I have the same philosophy. I have, over the last couple of years, stripped Javascript and other external assets from my site. First I removed Disqus from my blog, because Internet comments are a cesspit anyway. Then I removed Google Analytics because the tracking outweighs the benefits. Then I removed an externally-loaded font. I finally figured out the last thing, a little bit of JS that Cloudflare was injecting to obfuscate my email address. I contemplated just getting rid of Cloudflare because fucking with my webpage content is pretty bad, but instead opted to disable the functionality.
I kind of miss analytics but I don't want to force my readers to run Javascript just to satisfy my curiosity. I can go through my logs if I want to see how many people read a page.
My old wordpress blog got so few legitimate comments that I never bother to add a commenting system into my new software. Even when a post got hundreds of reads due to being linked on slashdot or whatever, very few people left comments directly. Perhaps I just have nothing interesting to say.
If you add Disqus then you are just effectively letting other people make money off your content and if anyone makes money off my writing it should be me. I figure if anyone wants to tell me something about my posts they can contact me in many other ways.

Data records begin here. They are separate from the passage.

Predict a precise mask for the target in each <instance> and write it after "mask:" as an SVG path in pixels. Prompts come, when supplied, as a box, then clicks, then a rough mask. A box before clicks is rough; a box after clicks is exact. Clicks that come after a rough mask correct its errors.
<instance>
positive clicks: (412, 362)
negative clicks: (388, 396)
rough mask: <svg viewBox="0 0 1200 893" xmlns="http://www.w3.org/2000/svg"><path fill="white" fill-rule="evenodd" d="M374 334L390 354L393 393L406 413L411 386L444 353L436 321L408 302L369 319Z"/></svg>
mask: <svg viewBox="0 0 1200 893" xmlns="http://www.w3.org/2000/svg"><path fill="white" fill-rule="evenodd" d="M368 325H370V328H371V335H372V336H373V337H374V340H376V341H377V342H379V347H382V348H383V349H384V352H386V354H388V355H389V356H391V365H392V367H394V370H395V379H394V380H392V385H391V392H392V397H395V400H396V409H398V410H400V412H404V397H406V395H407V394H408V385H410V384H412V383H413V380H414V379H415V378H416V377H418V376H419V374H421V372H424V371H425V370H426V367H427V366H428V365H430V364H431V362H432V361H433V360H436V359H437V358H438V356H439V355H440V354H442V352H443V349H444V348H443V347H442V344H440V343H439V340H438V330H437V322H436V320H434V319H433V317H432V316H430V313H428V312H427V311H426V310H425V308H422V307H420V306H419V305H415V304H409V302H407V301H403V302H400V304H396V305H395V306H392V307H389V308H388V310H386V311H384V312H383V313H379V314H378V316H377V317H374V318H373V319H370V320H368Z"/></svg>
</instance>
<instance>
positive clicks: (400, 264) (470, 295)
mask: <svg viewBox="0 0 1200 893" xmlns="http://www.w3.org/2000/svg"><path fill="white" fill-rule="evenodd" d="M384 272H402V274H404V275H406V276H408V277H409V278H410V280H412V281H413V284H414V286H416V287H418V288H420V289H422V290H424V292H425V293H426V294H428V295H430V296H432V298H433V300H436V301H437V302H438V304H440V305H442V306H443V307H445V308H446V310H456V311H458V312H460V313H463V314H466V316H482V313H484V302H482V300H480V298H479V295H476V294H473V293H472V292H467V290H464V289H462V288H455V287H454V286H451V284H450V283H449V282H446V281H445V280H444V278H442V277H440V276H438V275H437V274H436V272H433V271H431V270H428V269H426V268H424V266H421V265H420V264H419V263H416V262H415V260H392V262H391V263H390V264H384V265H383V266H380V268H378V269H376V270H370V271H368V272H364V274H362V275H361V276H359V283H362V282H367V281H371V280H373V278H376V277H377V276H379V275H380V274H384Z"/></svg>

Plus, even if I loved Disqus (and it is pretty sweet if you want that functionality), who knows if they are going to be operating in 5 years time? They could go under or get bought out by someone who plasters ads everywhere. Then it is bye-bye to years worth of content in the comments.
Much better, I think, to be responsible for hosting everything your users will see, even if it means forgoing some of the nice functionality third-parties can provide.The cost-benefit ratio just isn't favorable.
I considered obfuscating my email address but I couldn't remember the last time spam actually hit my gmail inbox.